FIG. 7 illustrates a side-filter ozone water treatment system for a fluid reservoir comprising multiple fluid storage tanks mounted on the roof of a building or the like according to one embodiment of the present invention. As seen in FIG. 7, a roof mounted treatment system containing multiple storage tanks enables the lift tube 004.7 to be conveniently mounted down along the surface of the building below the level of the roof, and enables the side filter tank 003 to be mounted on the surface of the roof.

FIG. 8 is an exemplary filter cartridge for use as a fluid filter according to one embodiment of the present invention. As seen in FIG. 8, a conventional fluid filter cartridge 100 can be used to provide the filtering needed by the embodiments of the invention.
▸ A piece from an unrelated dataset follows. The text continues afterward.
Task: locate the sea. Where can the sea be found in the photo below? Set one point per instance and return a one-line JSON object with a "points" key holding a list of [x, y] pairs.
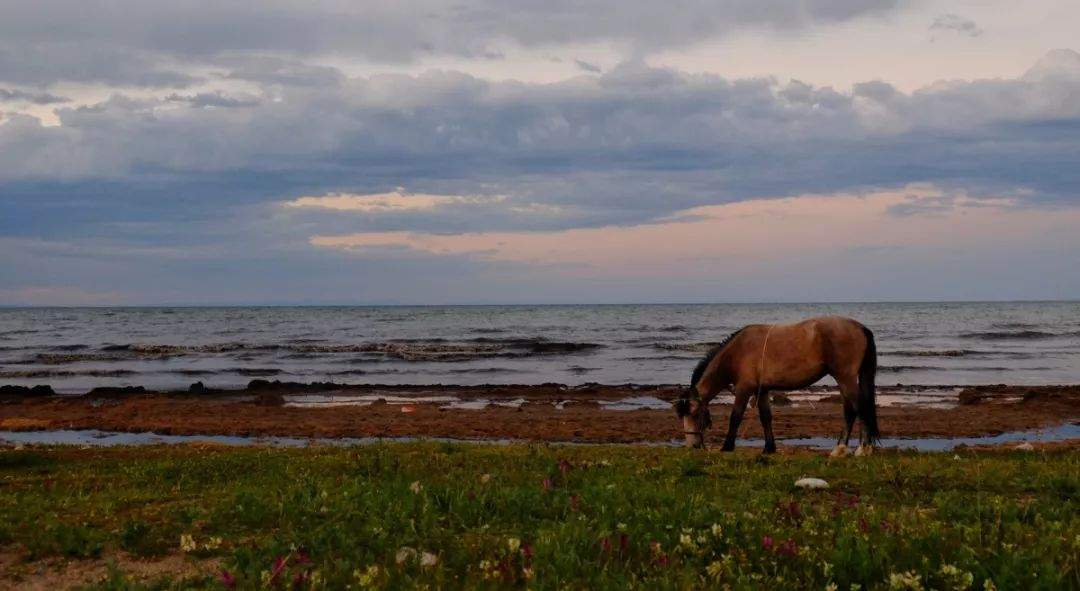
{"points": [[923, 344]]}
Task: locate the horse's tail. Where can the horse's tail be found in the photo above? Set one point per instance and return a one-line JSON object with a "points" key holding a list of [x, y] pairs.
{"points": [[867, 370]]}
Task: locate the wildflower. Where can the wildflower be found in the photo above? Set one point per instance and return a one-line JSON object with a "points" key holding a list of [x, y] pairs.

A preferred filter media is Reemay formed in pleats 110 mounted around a cylindrical core 120. Fluid flow preferably is shown with flow into the filter through the pleats at 130 and out of the bottom 140 of the filter's cylindrical core 120 at 150.

The foregoing descriptions of various specific embodiments in accordance with the invention have been presented for purposes of illustration and description. They are not intended to be exhaustive or to limit the invention to the precise forms disclosed, and many modifications and variations are possible in light of the above teaching. The invention is to be construed according to the claims and their equivalents.